Archaeologists at the Dhaba site in central India dated 13 sediment samples spanning an 80,000 year-long stratigraphic record from the Dhaba site in northern India’s Middle Son Valley, as well as found a rich collection of artifacts over a timeframe of 55,000 years surrounding the volcanic eruption. Stone tools discovered near the Toba eruption represent those from the African Middle Stone Age and some of the earliest artifacts from Australia, which suggests strong evidence that Middle Paleolithic tool-using populations were present in India before and after the eruption, filling a “major chronological gap” in human records.

"Populations at Dhaba were using stone tools that were similar to the toolkits being used by Homo sapiens in Africa at the same time. The fact that these toolkits did not disappear at the time of the Toba super-eruption or change dramatically soon after indicates that human populations survived the so-called catastrophe and continued to create tools to modify their environments,” said lead author Professor Chris Clarkson of the University of Queensland.

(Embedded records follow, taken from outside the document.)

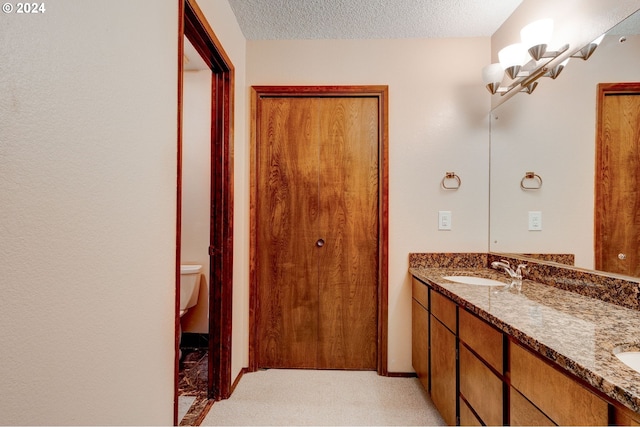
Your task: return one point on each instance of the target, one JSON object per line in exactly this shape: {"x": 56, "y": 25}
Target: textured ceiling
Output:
{"x": 370, "y": 19}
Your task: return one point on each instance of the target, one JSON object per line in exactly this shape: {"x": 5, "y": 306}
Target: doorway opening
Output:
{"x": 194, "y": 27}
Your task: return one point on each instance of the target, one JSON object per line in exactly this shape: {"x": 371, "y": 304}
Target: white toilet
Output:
{"x": 189, "y": 288}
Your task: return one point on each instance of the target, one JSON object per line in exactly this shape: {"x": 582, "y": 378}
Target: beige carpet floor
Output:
{"x": 284, "y": 397}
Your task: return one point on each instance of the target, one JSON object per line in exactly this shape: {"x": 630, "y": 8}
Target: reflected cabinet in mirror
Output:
{"x": 551, "y": 192}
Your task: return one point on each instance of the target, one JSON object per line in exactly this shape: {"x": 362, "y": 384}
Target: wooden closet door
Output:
{"x": 287, "y": 234}
{"x": 618, "y": 179}
{"x": 317, "y": 234}
{"x": 349, "y": 226}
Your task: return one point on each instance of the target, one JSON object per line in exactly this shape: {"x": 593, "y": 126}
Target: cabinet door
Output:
{"x": 559, "y": 396}
{"x": 443, "y": 370}
{"x": 481, "y": 388}
{"x": 420, "y": 342}
{"x": 467, "y": 417}
{"x": 524, "y": 413}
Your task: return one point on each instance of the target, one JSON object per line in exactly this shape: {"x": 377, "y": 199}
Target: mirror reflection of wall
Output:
{"x": 552, "y": 133}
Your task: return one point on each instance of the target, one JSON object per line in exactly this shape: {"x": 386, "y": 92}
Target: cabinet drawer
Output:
{"x": 483, "y": 338}
{"x": 561, "y": 398}
{"x": 523, "y": 413}
{"x": 420, "y": 292}
{"x": 444, "y": 310}
{"x": 481, "y": 388}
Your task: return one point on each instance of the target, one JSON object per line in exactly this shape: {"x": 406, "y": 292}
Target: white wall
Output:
{"x": 196, "y": 190}
{"x": 437, "y": 123}
{"x": 225, "y": 26}
{"x": 87, "y": 183}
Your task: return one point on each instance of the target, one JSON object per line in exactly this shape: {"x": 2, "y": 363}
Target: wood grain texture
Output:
{"x": 194, "y": 26}
{"x": 318, "y": 180}
{"x": 420, "y": 292}
{"x": 420, "y": 342}
{"x": 617, "y": 222}
{"x": 561, "y": 398}
{"x": 443, "y": 370}
{"x": 444, "y": 309}
{"x": 288, "y": 203}
{"x": 524, "y": 413}
{"x": 467, "y": 417}
{"x": 483, "y": 338}
{"x": 481, "y": 388}
{"x": 348, "y": 223}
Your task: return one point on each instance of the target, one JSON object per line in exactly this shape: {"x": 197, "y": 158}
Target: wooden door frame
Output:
{"x": 382, "y": 94}
{"x": 193, "y": 25}
{"x": 604, "y": 89}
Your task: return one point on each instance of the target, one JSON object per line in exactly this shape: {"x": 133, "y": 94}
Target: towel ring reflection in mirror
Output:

Sediment analyses also suggest that the Earth’s cooling event following the Toba eruption may have been less extreme than previously hypothesized and may not have actually caused the glacial period that followed. The work supports the hypothesis that human populations were present in India 80,000 years ago and likely survived one of the largest volcanic eruptions in the last 2 million years.
India is a “critical geographic crosswords” for understanding how early Homo sapiens dispersed out of Africa, into Asia and beyond. Fossil evidence from the study suggests that humans migrated out of Africa and expanded across Eurasia and interbred with ancient humans, like Neanderthals, before the end of the cooling event 60,000 years ago.